The Sweetest Taboo - Sade - 80sneverend - Everyone has taboos

Everyone has taboos…

Sade – The Sweetest Taboo

#quotefromthe80s
There's a quiet storm and it never felt like this before
There's a quiet storm that is you
There's a quiet storm and it never felt this hot before
Giving me something that's taboo
#Sade #TheSweetestTaboo

Everyone has their own taboos, and some can be very sweet. Sade knew it well and with this very fine song in October 1985 she launched her second album, Promise. The album was named after a rather delicate situation, the illness of Sade’s father, for which treatment was a promise of life. The previous year had been really fundamental for Sade and his eponymous group: their album Diamond Life had skyrocketed them to the top of the charts, but above all it had made the voice, the grace and the talent of this princess of the 80s famous in the whole world. The group that accompanied her truly seemed one thing with her voice and her music.

Sade is the short of her middle name: born in Nigeria, Helen Folasade Adu had moved as a child to England, her mother’s country, with her family. She had carried on her passions for music and fashion at the same time: she was also a model and designer of clothes, when in 1984 the success of songs like Your Love is King and Smooth Operator had definitely made Sade’s life turn towards the world of music rather than fashion.

Now Sade had to confirm her success, and she chose this beautiful song to drive the sales of the new album, which would be released, as always, about three weeks after the first single, in early November.

The Sweetest Taboo is an absolutely non-trivial song, and after all an artist like Sade can never be trivial. The song has a very strong sensual power, in music, in lyrics and in the video. The sweetest taboo mentioned in the song is the highest moment of sensual pleasure, the emotion that the man Sade is in love with is able to give her. As we read in the text, with him every day is Christmas, and every night is New Year’s Eve: Sade would do anything for him, even stand out in the rain, not to let these emotions slip away.

There is a sentence in the lyrics that has a hidden meaning: it speaks of a quiet storm.
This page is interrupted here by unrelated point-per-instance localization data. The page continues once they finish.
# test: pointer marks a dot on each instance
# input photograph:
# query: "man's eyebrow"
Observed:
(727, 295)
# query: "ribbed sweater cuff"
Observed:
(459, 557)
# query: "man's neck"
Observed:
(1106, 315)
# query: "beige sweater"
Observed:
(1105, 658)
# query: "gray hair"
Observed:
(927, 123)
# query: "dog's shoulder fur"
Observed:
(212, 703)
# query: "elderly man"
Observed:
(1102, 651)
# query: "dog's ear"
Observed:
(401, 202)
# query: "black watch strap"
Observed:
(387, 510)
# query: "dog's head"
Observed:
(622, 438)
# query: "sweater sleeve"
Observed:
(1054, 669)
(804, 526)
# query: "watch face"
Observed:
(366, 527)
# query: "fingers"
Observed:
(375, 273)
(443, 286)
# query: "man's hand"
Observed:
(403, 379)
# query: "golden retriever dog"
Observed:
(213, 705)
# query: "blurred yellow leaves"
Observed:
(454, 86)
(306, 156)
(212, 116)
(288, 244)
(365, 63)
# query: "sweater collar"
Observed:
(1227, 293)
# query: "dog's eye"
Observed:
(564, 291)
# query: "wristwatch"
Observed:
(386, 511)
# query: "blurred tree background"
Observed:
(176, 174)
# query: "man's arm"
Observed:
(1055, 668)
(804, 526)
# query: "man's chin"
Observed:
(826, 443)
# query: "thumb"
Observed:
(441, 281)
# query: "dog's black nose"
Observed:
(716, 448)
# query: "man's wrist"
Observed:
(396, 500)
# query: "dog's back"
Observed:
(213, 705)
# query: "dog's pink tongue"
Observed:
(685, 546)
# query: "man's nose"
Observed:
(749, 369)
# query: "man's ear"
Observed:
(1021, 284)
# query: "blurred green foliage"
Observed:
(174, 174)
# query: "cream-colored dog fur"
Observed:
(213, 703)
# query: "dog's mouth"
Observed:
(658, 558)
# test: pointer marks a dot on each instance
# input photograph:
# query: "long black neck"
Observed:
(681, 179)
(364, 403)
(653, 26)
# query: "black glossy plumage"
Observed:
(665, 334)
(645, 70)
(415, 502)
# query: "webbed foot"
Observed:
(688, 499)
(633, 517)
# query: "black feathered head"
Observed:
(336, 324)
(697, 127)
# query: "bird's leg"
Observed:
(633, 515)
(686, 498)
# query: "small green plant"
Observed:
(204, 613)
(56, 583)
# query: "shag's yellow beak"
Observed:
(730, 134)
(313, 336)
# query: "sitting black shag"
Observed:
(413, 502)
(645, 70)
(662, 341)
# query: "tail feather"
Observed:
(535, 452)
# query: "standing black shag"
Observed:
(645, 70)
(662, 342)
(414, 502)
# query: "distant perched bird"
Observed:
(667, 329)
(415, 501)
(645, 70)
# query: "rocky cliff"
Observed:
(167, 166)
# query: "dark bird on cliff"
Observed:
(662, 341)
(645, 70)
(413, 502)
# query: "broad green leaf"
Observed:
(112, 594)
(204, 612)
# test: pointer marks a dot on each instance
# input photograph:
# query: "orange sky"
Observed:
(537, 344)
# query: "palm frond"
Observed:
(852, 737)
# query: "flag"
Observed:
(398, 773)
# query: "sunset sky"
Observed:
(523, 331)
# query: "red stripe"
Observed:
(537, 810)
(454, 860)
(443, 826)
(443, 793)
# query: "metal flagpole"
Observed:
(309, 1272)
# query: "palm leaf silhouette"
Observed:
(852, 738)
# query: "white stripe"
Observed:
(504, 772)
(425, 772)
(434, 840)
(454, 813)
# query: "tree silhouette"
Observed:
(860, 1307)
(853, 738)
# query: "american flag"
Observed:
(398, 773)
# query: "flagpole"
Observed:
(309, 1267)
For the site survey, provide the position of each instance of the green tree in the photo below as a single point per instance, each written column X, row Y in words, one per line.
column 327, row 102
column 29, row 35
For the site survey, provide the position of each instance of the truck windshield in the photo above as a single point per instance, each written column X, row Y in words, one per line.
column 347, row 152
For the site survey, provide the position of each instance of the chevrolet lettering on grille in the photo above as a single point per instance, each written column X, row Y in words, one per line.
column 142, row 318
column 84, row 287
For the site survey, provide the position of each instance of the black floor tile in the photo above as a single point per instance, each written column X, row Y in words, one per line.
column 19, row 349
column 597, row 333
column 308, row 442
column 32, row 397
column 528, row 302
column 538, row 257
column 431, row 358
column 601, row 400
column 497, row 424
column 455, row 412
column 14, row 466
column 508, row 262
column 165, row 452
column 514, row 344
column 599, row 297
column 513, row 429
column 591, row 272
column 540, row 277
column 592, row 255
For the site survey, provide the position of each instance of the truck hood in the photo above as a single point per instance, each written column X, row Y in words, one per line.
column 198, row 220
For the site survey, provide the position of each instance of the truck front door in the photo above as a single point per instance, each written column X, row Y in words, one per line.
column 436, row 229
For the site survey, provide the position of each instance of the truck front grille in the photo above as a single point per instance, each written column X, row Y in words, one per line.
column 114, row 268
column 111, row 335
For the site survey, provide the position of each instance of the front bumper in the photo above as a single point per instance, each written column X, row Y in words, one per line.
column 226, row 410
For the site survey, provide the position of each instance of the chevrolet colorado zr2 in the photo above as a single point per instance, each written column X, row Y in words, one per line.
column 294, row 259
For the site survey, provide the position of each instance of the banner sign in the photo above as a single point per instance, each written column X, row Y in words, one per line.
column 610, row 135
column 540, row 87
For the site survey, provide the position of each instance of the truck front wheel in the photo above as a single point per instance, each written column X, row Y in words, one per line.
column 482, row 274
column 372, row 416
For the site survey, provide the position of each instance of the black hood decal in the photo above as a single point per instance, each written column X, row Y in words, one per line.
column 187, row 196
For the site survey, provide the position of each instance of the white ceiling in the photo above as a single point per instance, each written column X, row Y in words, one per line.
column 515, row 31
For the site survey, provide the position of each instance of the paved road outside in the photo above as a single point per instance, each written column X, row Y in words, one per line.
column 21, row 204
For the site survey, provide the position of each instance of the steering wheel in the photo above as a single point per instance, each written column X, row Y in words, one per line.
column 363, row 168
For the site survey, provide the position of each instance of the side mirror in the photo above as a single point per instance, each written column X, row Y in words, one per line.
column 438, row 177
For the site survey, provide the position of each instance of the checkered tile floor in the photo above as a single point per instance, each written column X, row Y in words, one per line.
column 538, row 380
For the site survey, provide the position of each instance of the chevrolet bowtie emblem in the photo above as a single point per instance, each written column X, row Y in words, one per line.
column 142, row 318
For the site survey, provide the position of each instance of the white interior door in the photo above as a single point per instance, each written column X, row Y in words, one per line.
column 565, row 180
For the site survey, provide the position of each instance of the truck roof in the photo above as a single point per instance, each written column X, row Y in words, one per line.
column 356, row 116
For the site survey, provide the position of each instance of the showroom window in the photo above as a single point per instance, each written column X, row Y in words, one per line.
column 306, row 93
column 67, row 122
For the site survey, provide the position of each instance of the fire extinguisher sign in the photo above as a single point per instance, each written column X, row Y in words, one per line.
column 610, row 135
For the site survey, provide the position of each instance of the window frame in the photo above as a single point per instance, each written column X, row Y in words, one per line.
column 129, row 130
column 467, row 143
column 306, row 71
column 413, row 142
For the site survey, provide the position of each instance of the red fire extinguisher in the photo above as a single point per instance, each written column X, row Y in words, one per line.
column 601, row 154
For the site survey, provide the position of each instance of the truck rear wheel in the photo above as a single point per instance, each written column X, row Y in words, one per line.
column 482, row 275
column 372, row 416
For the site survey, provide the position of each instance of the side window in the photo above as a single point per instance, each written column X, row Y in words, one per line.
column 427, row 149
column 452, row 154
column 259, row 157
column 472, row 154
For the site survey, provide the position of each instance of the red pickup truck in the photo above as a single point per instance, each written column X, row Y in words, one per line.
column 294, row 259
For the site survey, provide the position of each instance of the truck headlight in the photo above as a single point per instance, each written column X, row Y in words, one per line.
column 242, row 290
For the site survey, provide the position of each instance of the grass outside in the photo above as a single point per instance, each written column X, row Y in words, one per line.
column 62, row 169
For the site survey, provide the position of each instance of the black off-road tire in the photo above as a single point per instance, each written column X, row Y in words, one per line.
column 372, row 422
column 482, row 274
The term Quiet Storm indicated a radio format (which took its name from a 1975 Smokey Robinson album) in which romantic music was broadcast, let’s say rhythm and blues for an adult audience, mainly African American. It was the music of romantic moments with the girlfriend, perhaps with the wife, maybe with a desire to expand the family. To be clear, let’s think of songs like Roberta Flack’s Killing Me Softly whith His Song, or in the 80s Michael Jackson’s Human Nature, Diana Ross’s Endless Love, Marvin Gaye’s Sexual Healing. And of course all of Sade’s previous songs.

So when she talks about a quiet storm like never before, Sade is on a very intimate journey, the one that leads to the sweetest of taboos.

The video is very evocative, and was directed by Brian Ward. Sade looks wistfully out of the window towards the desert thinking of him. During the song, images of her riding with him alternate with images of the band playing. This video was very important to the second video music channel, VH1: since MTV in 1985 was focusing on a teen audience, a video and a song like this found breat space on a channel that set out to reach a more adult audience.

The Sweetest Taboo was a huge success, which topped the charts in England, the United States, and many other countries, and stayed at the top for months. The album Promise was also a huge success and this definitively launched the career of this great artist, still very famous and beloved today.